I have a problem with showing that $\frac{n}{p}$ is introspective.
Recall that we are in state where a composite integer $n$ fools the AKS test and $p\mid n$ a prime number.
First of all, recall the following definitions and facts
- $p\mid n$ is a prime number and $p>r>1$.
- $R\stackrel{\text{def}}{=}\mathbb{F}_p[X]\pmod{X^r-1}$
- $\mathcal{P}_n\stackrel{\text{def}}{=}\{f\in R | f(X^n)=_Rf(X)^n\}$
- $\forall 1\leq a\leq r:X+a\in \mathcal{P}_n$
- $\mathcal{G}\stackrel{\text{def}}{=}\{i\in\mathbb{N} | (i,r)=1\wedge \forall f\in\mathcal{P}_n:f(X^i)=_Rf(X)^i\}$
- $p,n\in \mathcal{G}$
We wish to show that $\frac{n}{p}\in \mathcal{G}$. Let $f\in\mathcal{P}_n$ and observe the following
\begin{align*} f\big(X^{\frac{n}{p}}\big)^p & \stackrel{(1)}{\equiv} f\Big(\big(X^{\frac{n}{p}}\big)^p\Big) & \pmod{\big(X^{\frac{n}{p}}\big)^r-1,p}\\ & \equiv f(X^n) & \pmod{X^{\frac{n}{p}\cdot r}-1,p}\\ f\big(X^{\frac{n}{p}}\big)^p & \stackrel{(2)}{\equiv} f(X^n) & \pmod{X^r-1,p}\\ & \stackrel{(3)}{\equiv} f(X)^n & \pmod{X^r-1,p}\\ & \equiv \big(f(X)^{\frac{n}{p}}\big)^p & \pmod{X^r-1,p} \end{align*} Explanations
- $p\in\mathcal{G}$ and using the identity w.r.t. the vairable $Y=X^{\frac{n}{p}}$
- $X^r-1\mid X^{\frac{n}{p}\cdot r}-1$
- $n\in\mathcal{G}$
Concluding we get that $$f\big(X^{\frac{n}{p}}\big)^p-\big(f(X)^{\frac{n}{p}}\big)^p\equiv 0\pmod{X^r-1,p}$$ But, $p>r>1$ all natural numbers, so $p>2$ and in particular it is an odd prime. Therefore $$\Big(f\big(X^{\frac{n}{p}}\big)-f(X)^{\frac{n}{p}}\Big)^p=f\big(X^{\frac{n}{p}}\big)^p+\big(-f(X)^{\frac{n}{p}}\big)^p\equiv f\big(X^{\frac{n}{p}}\big)^p-\big(f(X)^{\frac{n}{p}}\big)^p\equiv 0\pmod{X^r-1,p}$$
However, $R$ is not an integral domain so we cannot deduce that $$f\big(X^{\frac{n}{p}}\big)-f(X)^{\frac{n}{p}}\equiv 0 \pmod{X^r-1,p}$$
Please help, they say in the paper that it follows immediately and I do not understands why.
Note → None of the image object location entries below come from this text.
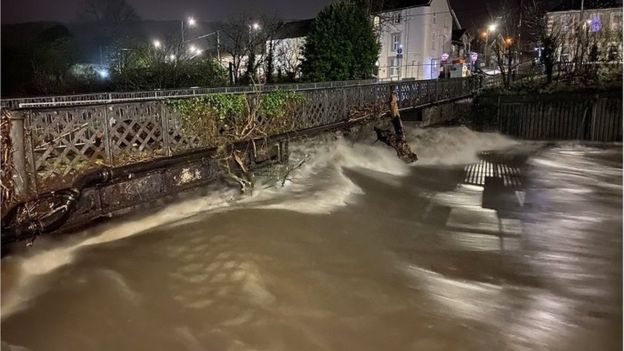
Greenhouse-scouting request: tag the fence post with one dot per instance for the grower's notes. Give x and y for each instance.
(19, 153)
(107, 135)
(164, 124)
(594, 113)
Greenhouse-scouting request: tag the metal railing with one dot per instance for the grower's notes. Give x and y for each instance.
(100, 98)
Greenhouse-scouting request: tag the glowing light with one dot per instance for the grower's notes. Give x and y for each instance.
(103, 73)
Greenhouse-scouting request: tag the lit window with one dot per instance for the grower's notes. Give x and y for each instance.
(394, 66)
(396, 18)
(395, 41)
(616, 21)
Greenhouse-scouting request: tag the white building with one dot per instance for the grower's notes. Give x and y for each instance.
(415, 36)
(287, 45)
(597, 26)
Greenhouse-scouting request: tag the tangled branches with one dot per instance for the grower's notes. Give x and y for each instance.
(224, 120)
(6, 181)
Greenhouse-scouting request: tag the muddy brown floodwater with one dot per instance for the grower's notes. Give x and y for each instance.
(484, 244)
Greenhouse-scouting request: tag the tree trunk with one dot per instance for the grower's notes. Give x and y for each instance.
(396, 139)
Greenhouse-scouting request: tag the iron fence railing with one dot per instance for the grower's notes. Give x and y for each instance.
(60, 142)
(99, 98)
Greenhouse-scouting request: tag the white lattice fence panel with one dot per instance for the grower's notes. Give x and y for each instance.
(136, 131)
(180, 137)
(65, 142)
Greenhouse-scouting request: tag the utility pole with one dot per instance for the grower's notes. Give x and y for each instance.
(218, 48)
(182, 30)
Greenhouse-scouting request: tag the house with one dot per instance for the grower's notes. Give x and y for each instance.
(415, 37)
(460, 43)
(594, 32)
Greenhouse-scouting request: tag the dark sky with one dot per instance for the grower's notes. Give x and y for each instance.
(470, 12)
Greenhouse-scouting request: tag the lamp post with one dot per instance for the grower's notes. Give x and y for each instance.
(486, 34)
(216, 33)
(191, 23)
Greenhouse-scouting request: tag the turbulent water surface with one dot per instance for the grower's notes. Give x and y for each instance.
(483, 244)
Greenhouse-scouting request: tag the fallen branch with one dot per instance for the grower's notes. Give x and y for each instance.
(396, 139)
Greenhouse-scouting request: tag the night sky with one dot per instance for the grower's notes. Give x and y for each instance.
(471, 13)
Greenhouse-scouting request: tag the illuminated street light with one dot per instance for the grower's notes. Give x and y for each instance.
(103, 73)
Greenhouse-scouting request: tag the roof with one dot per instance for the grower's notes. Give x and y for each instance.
(457, 34)
(393, 5)
(575, 5)
(294, 29)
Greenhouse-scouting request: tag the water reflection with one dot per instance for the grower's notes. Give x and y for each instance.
(518, 250)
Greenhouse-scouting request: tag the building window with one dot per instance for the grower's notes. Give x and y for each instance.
(394, 66)
(395, 41)
(396, 18)
(565, 23)
(616, 21)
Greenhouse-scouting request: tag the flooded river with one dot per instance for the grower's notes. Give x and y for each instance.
(483, 244)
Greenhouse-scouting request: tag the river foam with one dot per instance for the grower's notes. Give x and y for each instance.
(319, 186)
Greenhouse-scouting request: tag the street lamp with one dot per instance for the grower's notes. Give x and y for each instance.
(191, 23)
(491, 28)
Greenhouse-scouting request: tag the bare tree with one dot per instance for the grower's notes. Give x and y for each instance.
(108, 11)
(246, 42)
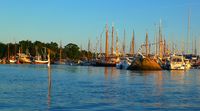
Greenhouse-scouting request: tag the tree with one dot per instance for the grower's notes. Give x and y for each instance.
(72, 51)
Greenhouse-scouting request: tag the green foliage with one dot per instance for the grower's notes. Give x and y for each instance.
(72, 51)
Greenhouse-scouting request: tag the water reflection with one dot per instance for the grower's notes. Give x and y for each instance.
(49, 87)
(112, 72)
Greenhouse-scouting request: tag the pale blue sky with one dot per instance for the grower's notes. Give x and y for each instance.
(77, 20)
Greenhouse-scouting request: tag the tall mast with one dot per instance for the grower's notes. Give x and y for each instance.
(124, 43)
(156, 41)
(101, 44)
(60, 51)
(15, 50)
(188, 34)
(132, 44)
(117, 45)
(195, 46)
(147, 45)
(112, 48)
(8, 51)
(160, 40)
(89, 45)
(107, 50)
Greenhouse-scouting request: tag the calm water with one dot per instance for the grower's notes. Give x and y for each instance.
(34, 87)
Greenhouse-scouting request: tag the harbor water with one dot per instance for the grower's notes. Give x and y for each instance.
(62, 87)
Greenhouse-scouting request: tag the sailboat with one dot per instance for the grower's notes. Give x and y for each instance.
(38, 59)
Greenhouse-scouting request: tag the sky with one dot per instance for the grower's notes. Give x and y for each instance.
(77, 21)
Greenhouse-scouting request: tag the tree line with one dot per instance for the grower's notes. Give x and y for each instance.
(70, 51)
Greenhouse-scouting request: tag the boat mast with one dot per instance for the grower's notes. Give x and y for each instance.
(8, 51)
(147, 44)
(101, 45)
(195, 47)
(132, 44)
(112, 48)
(160, 41)
(124, 43)
(60, 52)
(117, 45)
(107, 46)
(188, 34)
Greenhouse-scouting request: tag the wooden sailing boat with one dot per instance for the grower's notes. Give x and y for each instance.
(107, 61)
(142, 62)
(38, 59)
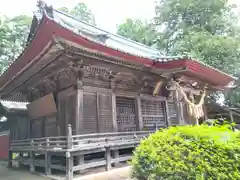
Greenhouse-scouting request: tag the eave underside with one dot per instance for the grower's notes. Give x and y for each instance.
(61, 65)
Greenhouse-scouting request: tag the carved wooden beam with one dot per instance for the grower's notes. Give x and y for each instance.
(77, 68)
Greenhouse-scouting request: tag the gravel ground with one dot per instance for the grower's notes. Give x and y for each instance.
(15, 174)
(11, 174)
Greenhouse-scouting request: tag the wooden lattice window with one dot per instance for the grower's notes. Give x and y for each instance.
(172, 113)
(50, 126)
(89, 112)
(37, 128)
(126, 114)
(152, 114)
(104, 106)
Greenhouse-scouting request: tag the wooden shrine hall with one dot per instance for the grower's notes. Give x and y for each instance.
(92, 95)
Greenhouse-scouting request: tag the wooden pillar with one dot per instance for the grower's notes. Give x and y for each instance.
(116, 156)
(167, 114)
(69, 166)
(178, 111)
(48, 163)
(114, 113)
(231, 116)
(205, 112)
(79, 107)
(139, 114)
(10, 154)
(32, 162)
(108, 158)
(69, 137)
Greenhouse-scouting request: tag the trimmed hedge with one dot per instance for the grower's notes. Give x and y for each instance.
(189, 153)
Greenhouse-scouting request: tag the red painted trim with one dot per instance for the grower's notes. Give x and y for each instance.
(48, 28)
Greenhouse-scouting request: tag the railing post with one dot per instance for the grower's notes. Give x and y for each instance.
(10, 159)
(32, 162)
(108, 156)
(69, 138)
(47, 143)
(69, 166)
(32, 159)
(48, 163)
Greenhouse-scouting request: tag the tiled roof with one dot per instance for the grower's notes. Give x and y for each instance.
(103, 37)
(13, 105)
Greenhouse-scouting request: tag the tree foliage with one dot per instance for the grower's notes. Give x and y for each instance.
(81, 12)
(139, 31)
(189, 152)
(13, 35)
(205, 30)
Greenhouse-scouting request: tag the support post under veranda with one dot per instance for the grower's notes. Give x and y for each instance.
(69, 156)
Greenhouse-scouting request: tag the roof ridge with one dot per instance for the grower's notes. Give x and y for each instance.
(110, 33)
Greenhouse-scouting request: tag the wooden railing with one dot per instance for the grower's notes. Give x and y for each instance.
(79, 142)
(77, 147)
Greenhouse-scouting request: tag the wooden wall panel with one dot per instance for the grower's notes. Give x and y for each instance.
(153, 115)
(37, 126)
(67, 110)
(42, 107)
(71, 111)
(90, 112)
(172, 113)
(50, 126)
(126, 114)
(62, 115)
(105, 119)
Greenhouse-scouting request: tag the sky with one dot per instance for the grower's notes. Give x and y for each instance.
(108, 13)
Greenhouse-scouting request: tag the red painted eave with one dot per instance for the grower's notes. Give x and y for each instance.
(48, 28)
(198, 70)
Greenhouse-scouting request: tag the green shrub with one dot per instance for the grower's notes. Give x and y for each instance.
(189, 153)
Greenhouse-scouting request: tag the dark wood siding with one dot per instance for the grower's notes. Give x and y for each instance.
(172, 113)
(37, 128)
(89, 112)
(62, 115)
(126, 114)
(152, 114)
(50, 127)
(105, 122)
(71, 111)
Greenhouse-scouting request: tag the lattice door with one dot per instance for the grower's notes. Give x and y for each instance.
(105, 123)
(152, 114)
(90, 112)
(126, 114)
(50, 126)
(172, 113)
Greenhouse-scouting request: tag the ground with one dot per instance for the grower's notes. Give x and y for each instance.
(7, 174)
(116, 174)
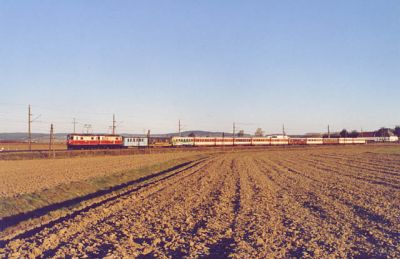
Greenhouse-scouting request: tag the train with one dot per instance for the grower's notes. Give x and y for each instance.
(107, 141)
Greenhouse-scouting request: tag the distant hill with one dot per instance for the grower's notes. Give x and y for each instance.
(36, 137)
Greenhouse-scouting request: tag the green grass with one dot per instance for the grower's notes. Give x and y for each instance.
(395, 149)
(10, 206)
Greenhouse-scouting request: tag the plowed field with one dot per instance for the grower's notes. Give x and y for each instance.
(265, 204)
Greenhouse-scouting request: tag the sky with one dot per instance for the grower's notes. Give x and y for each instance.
(304, 64)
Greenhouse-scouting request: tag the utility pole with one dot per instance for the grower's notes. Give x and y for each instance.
(329, 132)
(29, 127)
(179, 127)
(74, 122)
(51, 142)
(148, 138)
(234, 128)
(113, 129)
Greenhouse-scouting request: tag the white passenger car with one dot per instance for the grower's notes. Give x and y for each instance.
(135, 142)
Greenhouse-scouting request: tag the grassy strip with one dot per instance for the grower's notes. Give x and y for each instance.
(28, 202)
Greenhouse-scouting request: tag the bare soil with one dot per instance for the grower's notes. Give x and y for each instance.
(282, 203)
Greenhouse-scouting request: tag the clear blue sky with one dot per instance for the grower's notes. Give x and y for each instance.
(208, 63)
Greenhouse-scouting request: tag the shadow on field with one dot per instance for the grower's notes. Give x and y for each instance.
(10, 221)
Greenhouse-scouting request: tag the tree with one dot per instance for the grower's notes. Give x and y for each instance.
(354, 134)
(344, 133)
(259, 132)
(397, 131)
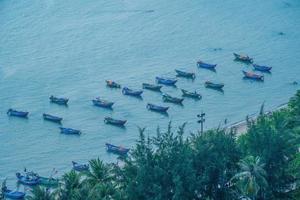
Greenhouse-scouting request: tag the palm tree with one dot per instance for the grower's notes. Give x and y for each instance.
(98, 173)
(251, 179)
(71, 182)
(40, 193)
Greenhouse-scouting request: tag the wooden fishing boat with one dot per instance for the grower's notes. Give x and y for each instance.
(253, 76)
(80, 167)
(130, 92)
(185, 74)
(117, 122)
(102, 103)
(15, 113)
(69, 131)
(243, 58)
(157, 108)
(52, 118)
(152, 87)
(116, 149)
(166, 81)
(191, 94)
(48, 182)
(58, 100)
(12, 194)
(262, 68)
(27, 179)
(202, 64)
(218, 86)
(112, 84)
(169, 98)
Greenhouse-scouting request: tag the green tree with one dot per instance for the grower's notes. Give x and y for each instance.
(251, 178)
(41, 193)
(216, 155)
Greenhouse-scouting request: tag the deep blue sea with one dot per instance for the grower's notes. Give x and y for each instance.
(69, 48)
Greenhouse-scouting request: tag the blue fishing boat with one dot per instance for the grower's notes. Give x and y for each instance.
(69, 131)
(52, 118)
(218, 86)
(116, 149)
(152, 87)
(243, 58)
(58, 100)
(12, 112)
(102, 103)
(117, 122)
(191, 94)
(166, 81)
(80, 167)
(157, 108)
(262, 68)
(253, 76)
(112, 84)
(206, 65)
(185, 74)
(169, 98)
(127, 91)
(27, 179)
(12, 194)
Edit: I have also noted that $$f(X^p)^{\frac{n}{p}}\equiv (f(X)^p)^{\frac{n}{p}}\equiv f(X^n)\equiv f(X)^n\pmod{X^r-1,p}$$
Note: The version of the paper that I work with
https://www.cse.iitk.ac.in/users/manindra/algebra/primality_v6.pdf
Finally, the solution is simple, I think.
We factor $X^r-1$ into irreducible elements (using UFD) and take out the $p$ exponent, trivially (the resulting quotient rings are ID).
Finally, we use the CRT for rings in order to lose the exponent in our original ring $R$.